Daniel Scavilla - President, Chief Executive Officer
Listen, I think that might be an after-hour call thing, just because there's a lot of math that's out there. What I would tell you is the dividend elimination is going to be repurposed into both debt retirement and share repurchases, right? That's really the main gift. We just know that we can have an increased total shareholder return, applying the cash that way versus the dividend. And so we can factor that out.
But just back to your point, even if you took the math, the $130 million with that being eliminated, we're going to turn it around to these other areas. We're not looking to build up the cash that way just yet. So I'll leave it there. And like I said, those other puts and takes we could take a look at your model offline and figure that out.
Operator
Steven Valiquette, Mizuho Securities.
Steven Valiquette - Equity Analyst
Yeah, thanks. Good afternoon. Just had a question just around the renewal and/or expansion of the Patterson agreement. I definitely appreciate you can't go into details on new contract terms, et cetera. But I guess, at a high level, do the new contract terms move the needle materially for you one way or the other just for 2026. I mean on the one hand, you might have a little bit lower pricing, but maybe more volume?
Also you cited three other renewals. Well, just curious if any of those are equally important versus the Patterson renewal? Thanks.
Daniel Scavilla - President, Chief Executive Officer
Yes, Steven. So a couple of things. It really is a new contract with Patterson. It's not a renewal. There are many different terms in there that actually benefit both parties.
To be honest with you, it was a great conversation with the team, and I think this will come out well for both parties. -- for us it's going to be favorable just again, because they know us, they know our products well. They're key, especially with our -- systems. And I think what excites me is the ability to get the training of their team and opening those doors with them.
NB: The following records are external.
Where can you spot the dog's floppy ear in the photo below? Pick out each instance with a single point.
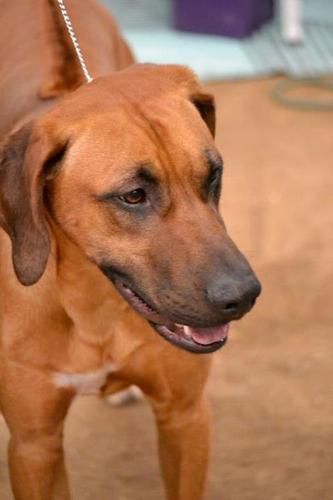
(205, 104)
(24, 161)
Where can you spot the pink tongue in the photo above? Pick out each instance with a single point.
(206, 336)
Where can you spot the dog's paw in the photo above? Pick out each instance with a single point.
(126, 397)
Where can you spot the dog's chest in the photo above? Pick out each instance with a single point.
(85, 383)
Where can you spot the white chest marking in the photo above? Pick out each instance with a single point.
(84, 383)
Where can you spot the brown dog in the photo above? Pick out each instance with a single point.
(106, 194)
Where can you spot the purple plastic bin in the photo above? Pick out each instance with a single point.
(234, 18)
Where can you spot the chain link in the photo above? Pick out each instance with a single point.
(74, 39)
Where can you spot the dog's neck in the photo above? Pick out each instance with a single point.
(99, 314)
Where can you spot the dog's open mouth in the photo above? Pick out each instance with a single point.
(190, 338)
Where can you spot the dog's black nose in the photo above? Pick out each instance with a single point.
(233, 297)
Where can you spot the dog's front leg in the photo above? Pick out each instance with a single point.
(175, 389)
(184, 442)
(35, 410)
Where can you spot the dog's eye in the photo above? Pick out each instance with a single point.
(135, 197)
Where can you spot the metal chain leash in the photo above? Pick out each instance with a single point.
(74, 39)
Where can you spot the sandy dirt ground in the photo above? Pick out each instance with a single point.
(271, 387)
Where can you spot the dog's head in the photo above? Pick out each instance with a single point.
(128, 169)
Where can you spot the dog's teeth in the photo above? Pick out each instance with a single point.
(187, 332)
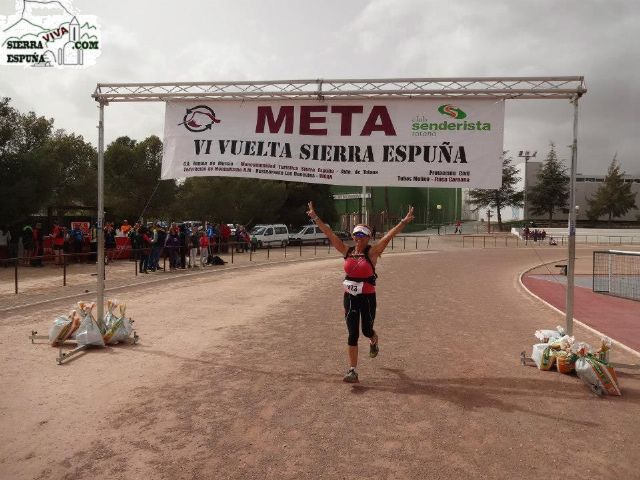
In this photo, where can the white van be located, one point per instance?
(271, 235)
(309, 234)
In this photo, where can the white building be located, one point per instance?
(586, 187)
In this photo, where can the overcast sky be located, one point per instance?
(210, 40)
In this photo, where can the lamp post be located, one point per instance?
(526, 155)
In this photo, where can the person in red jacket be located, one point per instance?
(359, 297)
(58, 242)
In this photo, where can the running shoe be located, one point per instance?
(373, 349)
(351, 376)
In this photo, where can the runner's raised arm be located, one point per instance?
(326, 229)
(378, 247)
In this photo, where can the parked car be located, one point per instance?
(273, 234)
(308, 234)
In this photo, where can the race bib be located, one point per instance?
(354, 288)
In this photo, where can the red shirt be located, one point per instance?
(358, 267)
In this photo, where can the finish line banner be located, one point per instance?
(373, 142)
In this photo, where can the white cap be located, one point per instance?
(362, 229)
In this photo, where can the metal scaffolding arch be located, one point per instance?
(505, 88)
(499, 87)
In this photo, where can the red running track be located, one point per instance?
(618, 318)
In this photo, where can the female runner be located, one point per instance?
(359, 284)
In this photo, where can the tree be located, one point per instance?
(74, 169)
(614, 197)
(132, 179)
(25, 180)
(505, 196)
(552, 190)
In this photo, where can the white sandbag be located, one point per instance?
(598, 375)
(543, 355)
(59, 330)
(89, 333)
(546, 336)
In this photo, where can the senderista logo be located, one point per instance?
(452, 111)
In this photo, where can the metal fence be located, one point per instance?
(617, 273)
(59, 269)
(486, 241)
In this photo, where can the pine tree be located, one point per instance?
(614, 197)
(505, 196)
(552, 190)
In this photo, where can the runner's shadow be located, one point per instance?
(479, 392)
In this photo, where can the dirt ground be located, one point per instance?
(238, 375)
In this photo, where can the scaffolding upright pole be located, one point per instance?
(571, 262)
(365, 215)
(100, 219)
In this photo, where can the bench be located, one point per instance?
(563, 269)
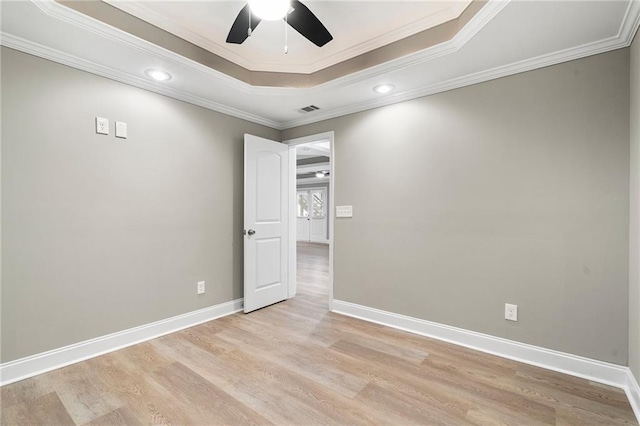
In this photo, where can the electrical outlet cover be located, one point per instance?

I do think that can be a meaningful lift coming out with that new contract with them. I believe with the other vendors, these existing or these new contracts will be even more beneficial because you're getting all of that expanded feet on the street, while you're creating your new vertical sales force teams to focus on specialty. And so I just feel like it's a faster way to penetrate the market going through that pathway.
Operator
Thank you. I'm showing no further questions at this time. So this concludes the question-and-answer session. Thank you for attending today's conference. This does conclude the program, and you may now disconnect.